La arquitectura de Salento destaca por un gran número de casas con balcones de madera adornados por flores y pequeños jardines, estos sirven a su vez como lugar de transito para distintas aves y pequeños pájaros. De un estilo colonial y vistosos, estos hogares albergan familias tradicionales de la región que convierten sus fachadas en coloridos espacios durante las ferias y fiestas, unas de las más importantes de la región, donde abuelos y jóvenes realizan presentaciones al aire libre, ya sea de música o simplemente puestos ambulantes de comida, sus largas calles se transforman de un apacible hogar, en un lugar de color y cultura, ofrecido con calidez y orgullo a miles de visitantes durante el mes de enero.
Este es un inigualable recorrido al que están invitados todos los colombianos y visitantes extranjeros. Su riqueza paisajística lo convierte en uno de los territorios de mayor atractivo. Sus montañas y terrenos llanos acompañan la carretera. Un clima cálido y fresco, con oleadas de frío viento hacen que caminar sus calles sea una experiencia agradable en cualquier momento del día.

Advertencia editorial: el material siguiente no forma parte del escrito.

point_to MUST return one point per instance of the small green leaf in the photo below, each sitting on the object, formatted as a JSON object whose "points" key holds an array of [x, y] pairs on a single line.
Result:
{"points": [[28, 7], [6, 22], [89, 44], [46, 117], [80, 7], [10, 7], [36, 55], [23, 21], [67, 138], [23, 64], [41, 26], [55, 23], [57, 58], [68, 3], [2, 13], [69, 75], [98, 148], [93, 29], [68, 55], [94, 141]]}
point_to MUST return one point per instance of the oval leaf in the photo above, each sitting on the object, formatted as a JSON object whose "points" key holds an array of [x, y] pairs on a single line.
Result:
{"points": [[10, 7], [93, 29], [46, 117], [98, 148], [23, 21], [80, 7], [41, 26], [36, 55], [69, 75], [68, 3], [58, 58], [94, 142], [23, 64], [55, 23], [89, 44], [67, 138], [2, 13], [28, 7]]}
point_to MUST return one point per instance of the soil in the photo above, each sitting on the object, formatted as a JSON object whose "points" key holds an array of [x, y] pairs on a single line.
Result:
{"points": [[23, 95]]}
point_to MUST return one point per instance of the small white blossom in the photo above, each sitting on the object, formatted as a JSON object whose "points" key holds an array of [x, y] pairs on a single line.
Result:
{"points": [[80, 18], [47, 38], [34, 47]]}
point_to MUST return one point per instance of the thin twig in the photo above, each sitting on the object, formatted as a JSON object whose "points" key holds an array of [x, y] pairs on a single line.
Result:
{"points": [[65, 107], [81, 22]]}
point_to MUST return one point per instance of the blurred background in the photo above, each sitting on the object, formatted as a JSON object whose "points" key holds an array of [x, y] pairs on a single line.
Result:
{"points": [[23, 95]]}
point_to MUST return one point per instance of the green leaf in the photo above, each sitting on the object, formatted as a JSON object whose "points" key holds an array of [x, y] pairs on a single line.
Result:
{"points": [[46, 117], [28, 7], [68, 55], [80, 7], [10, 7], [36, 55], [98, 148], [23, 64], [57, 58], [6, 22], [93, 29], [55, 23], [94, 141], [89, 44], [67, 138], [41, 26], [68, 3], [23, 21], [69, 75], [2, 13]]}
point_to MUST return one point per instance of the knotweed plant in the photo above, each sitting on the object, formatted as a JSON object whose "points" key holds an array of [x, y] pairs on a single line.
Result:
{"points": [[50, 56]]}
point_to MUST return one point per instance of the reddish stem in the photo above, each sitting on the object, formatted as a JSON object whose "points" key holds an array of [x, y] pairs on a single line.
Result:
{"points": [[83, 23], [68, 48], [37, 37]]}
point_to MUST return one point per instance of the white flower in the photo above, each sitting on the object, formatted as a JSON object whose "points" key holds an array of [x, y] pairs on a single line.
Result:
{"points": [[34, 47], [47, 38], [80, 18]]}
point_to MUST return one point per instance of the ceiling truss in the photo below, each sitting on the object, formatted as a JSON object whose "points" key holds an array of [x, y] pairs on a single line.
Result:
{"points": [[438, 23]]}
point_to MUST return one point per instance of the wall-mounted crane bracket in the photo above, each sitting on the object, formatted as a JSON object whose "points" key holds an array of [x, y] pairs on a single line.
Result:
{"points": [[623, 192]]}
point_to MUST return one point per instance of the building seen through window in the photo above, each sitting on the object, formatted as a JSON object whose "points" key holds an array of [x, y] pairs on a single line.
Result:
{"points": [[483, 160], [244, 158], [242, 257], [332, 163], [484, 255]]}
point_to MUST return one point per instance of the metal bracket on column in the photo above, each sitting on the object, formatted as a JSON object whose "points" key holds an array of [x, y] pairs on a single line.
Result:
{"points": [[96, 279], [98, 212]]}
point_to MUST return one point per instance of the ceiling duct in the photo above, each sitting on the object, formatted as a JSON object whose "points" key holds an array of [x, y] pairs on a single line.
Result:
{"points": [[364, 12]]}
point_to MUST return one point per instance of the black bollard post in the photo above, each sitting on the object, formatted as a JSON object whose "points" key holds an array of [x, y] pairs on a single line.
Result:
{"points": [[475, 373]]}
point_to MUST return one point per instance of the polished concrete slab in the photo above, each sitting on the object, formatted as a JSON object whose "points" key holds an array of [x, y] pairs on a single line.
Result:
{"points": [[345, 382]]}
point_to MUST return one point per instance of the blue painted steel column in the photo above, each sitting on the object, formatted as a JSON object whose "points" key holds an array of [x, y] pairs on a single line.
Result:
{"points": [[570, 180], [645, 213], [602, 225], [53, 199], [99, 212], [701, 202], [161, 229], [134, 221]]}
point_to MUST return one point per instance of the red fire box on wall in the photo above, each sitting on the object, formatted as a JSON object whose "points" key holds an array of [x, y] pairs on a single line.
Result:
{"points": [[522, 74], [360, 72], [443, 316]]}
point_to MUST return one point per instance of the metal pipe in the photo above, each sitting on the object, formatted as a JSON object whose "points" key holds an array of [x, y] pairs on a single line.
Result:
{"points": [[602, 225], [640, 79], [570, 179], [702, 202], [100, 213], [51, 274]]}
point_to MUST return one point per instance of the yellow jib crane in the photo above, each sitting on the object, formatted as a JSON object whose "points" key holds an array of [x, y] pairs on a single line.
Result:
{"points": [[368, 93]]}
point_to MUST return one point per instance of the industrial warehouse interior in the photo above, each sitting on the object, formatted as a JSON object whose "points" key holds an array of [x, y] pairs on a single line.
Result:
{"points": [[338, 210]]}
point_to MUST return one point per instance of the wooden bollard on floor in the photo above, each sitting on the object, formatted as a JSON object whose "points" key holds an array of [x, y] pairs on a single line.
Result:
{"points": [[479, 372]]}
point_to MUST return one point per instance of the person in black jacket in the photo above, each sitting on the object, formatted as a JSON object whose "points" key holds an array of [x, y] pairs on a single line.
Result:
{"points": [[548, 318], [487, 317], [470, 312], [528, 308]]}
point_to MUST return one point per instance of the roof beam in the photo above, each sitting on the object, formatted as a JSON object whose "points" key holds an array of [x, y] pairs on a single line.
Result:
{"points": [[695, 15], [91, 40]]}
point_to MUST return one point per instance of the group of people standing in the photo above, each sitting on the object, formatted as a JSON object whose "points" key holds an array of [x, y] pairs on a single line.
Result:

A unos pocos kilómetros se encuentra el Valle del Cocora, hogar de imponentes y altas palmas, bastante reconocidas no solo como un árbol nacional, sino por su propia belleza que expande las nociones de naturaleza y vida que rodean uno de los más formidables escenarios de interacción entre la biodiversidad y la presencia humana, donde las aves y demás fauna silvestre habita en paz junto a los humanos que ven en esta tierra, un pedacito de nación que invita a disfrutarla, tanto como a respetarla, esperando que en 200 años más, alguien pueda escribir nuevamente sobre sus balcones, sus ocasos, sus artistas y sus gentes del mundo.